Favor
Middle English (in the noun sense ‘liking, preference’): via Old French from Latin favor, from favere ‘show kindness to’ (related to fovere ‘cherish’).
wiktionary
From Middle English favour, favor, faver, from Anglo-Norman favour, from mainland Old French favor, from Latin favor(“good will; kindness; partiality”), from faveō(“to be kind to”). Respelled in American English to more closely match its Latin etymon. Compare also Danish favør(“favor”), Irish fabhar(“favor”), from the same Romance source.
etymonline
favor (n.)
c. 1300, "attractiveness, beauty, charm" (archaic), from Old French favor "a favor; approval, praise; applause; partiality" (13c., Modern French faveur), from Latin favorem (nominative favor) "good will, inclination, partiality, support," coined by Cicero from stem of favere "to show kindness to," from PIE *ghow-e- "to honor, revere, worship" (cognate: Old Norse ga "to heed").

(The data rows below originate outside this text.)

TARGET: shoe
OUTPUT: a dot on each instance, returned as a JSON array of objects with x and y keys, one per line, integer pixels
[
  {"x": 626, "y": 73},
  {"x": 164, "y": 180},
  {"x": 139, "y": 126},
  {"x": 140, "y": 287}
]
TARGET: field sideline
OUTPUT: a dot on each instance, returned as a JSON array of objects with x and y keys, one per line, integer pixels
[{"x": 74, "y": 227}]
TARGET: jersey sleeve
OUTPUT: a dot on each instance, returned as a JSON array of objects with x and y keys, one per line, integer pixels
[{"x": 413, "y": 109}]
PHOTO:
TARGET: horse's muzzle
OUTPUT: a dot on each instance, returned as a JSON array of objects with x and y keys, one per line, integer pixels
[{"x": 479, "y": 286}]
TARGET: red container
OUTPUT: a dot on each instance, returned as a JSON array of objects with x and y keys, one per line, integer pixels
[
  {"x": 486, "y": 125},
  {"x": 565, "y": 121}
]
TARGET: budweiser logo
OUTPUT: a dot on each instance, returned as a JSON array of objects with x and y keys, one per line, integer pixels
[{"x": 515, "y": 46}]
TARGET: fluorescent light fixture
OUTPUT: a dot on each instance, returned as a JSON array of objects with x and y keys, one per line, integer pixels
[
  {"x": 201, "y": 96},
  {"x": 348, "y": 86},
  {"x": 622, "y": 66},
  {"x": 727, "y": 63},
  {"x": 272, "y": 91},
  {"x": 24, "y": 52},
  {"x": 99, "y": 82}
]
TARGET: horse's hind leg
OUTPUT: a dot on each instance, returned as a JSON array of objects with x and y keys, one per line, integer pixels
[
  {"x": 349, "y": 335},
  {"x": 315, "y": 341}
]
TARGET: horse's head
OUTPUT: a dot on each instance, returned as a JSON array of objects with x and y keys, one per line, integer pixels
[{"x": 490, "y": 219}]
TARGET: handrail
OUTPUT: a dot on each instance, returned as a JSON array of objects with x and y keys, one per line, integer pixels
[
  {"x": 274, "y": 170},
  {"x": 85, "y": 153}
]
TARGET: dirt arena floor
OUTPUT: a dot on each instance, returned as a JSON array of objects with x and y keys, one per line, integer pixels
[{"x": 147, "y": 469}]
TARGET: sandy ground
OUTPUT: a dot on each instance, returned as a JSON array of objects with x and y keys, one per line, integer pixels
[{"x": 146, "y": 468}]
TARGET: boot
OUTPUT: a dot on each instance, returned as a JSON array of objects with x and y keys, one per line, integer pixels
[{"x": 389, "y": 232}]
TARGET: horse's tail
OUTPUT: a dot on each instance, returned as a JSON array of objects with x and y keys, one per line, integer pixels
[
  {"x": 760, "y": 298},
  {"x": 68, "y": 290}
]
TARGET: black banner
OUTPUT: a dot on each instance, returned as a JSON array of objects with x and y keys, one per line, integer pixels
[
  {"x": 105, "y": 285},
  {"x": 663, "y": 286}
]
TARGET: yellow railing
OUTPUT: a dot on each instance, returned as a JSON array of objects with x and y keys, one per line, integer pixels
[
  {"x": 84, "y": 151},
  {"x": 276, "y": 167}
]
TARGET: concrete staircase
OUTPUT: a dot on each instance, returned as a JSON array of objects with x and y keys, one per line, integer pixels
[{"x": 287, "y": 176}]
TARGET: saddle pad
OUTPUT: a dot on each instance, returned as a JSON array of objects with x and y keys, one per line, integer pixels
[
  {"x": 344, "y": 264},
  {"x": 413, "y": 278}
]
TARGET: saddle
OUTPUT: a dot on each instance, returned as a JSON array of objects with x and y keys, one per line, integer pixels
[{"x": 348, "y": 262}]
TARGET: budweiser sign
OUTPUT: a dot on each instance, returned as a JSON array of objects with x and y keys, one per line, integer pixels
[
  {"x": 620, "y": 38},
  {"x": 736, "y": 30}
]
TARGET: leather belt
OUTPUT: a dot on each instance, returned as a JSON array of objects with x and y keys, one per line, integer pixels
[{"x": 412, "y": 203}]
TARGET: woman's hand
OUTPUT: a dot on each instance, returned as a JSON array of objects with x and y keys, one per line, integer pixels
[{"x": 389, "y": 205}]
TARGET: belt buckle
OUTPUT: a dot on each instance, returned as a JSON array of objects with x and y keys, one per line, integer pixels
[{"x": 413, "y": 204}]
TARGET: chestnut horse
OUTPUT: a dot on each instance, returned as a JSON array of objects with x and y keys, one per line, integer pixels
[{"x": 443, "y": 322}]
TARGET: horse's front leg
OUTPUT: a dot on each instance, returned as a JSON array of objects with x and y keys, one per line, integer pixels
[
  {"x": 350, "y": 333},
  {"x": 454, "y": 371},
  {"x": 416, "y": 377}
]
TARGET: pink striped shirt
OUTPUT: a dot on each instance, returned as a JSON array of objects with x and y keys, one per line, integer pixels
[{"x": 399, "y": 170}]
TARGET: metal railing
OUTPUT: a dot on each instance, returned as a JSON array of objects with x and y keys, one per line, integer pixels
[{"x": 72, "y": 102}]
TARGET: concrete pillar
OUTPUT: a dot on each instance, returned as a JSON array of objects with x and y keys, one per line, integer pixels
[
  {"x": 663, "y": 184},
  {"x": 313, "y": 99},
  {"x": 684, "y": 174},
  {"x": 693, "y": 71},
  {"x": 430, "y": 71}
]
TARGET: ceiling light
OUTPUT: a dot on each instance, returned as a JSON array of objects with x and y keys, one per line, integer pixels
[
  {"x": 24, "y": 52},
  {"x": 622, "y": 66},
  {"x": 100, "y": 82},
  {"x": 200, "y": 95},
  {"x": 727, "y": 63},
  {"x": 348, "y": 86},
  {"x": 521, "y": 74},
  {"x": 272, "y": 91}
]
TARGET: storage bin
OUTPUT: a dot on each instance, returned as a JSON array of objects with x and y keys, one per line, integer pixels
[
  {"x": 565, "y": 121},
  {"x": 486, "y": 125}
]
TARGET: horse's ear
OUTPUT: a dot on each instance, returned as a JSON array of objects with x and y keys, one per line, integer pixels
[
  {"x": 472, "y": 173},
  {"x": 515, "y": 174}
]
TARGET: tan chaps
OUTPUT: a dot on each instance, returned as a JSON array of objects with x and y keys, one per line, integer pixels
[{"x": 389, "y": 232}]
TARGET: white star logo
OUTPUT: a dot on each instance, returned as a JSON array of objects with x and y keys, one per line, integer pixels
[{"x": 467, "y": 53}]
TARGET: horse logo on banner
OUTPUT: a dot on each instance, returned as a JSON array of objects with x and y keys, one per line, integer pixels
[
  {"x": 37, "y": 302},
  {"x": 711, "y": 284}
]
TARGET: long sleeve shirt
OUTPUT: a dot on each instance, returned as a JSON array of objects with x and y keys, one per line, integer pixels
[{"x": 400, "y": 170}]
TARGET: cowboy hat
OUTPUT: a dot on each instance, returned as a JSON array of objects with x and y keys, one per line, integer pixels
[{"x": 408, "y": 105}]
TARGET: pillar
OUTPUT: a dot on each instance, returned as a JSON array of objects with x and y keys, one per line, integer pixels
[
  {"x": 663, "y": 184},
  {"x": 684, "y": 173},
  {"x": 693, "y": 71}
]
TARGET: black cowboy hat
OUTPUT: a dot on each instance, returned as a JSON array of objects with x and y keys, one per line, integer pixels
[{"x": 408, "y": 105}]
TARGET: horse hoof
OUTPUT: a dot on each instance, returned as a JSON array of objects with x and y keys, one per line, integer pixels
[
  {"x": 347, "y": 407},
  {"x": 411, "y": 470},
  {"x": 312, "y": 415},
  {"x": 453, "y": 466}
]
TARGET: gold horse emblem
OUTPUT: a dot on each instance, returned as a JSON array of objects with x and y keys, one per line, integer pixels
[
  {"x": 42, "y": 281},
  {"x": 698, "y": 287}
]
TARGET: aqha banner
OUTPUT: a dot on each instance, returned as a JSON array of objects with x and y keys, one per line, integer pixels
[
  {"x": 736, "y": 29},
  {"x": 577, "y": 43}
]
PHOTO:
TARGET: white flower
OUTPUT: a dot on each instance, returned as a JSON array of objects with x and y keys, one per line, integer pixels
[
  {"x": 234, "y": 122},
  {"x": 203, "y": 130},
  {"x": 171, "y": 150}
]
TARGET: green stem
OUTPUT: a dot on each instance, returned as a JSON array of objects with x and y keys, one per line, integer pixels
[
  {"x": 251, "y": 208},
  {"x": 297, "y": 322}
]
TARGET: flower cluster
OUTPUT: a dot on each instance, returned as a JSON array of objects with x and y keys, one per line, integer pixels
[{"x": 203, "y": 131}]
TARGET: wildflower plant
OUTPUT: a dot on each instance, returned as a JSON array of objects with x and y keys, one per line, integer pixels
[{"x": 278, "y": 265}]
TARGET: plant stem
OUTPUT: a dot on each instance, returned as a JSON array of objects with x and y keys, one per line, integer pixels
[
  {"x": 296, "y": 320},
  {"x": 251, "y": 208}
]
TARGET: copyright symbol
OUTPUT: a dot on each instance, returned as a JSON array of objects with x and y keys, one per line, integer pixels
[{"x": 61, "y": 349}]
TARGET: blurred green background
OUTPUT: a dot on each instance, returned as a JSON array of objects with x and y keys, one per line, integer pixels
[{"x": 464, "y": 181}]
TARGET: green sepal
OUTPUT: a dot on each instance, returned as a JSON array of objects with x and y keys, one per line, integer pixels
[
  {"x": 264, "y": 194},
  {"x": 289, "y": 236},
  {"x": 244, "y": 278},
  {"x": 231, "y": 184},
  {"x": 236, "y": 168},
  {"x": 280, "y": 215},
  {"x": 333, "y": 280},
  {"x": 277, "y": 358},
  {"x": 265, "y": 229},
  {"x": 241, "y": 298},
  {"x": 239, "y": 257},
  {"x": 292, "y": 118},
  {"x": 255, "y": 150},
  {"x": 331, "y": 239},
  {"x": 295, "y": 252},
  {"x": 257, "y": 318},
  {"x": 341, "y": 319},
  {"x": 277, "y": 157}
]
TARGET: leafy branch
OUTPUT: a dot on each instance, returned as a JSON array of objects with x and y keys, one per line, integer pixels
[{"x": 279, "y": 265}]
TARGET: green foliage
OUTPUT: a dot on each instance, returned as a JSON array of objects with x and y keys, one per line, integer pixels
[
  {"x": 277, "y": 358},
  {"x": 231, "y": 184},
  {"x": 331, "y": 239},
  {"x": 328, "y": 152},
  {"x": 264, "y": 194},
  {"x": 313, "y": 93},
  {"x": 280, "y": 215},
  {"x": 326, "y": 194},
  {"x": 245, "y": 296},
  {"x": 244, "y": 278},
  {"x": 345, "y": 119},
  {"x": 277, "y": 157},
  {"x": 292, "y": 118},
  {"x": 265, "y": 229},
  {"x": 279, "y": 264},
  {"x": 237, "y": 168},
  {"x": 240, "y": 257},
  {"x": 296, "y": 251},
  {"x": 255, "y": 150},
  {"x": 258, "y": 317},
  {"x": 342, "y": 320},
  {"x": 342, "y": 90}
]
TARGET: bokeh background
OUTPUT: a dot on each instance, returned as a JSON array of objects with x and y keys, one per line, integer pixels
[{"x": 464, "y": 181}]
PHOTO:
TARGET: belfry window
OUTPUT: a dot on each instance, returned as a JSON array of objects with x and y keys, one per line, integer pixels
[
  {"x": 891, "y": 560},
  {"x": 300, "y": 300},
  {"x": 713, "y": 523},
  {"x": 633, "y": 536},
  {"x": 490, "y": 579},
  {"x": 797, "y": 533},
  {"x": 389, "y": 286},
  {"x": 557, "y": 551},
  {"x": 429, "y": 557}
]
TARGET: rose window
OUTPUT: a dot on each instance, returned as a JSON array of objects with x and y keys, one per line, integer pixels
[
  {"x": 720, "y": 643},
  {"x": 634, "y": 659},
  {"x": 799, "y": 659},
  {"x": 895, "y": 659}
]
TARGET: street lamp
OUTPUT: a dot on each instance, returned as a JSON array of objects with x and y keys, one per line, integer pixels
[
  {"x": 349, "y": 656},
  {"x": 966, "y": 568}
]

Meaning "good will, kind regard" is from mid-14c. in English; sense of "act of kindness, a kindness done" is from late 14c. Meaning "bias, partiality" is from late 14c. Meaning "thing given as a mark of favor" is from late 15c. Phrase in favor of recorded from 1560s.
favor (v.)
mid-14c., "to regard with favor, indulge, treat with partiality," from Old French favorer, from favor "a favor, partiality" (see favor (n.)). Meaning "to resemble, look somewhat like" is from c. 1600. Related: Favored; favoring.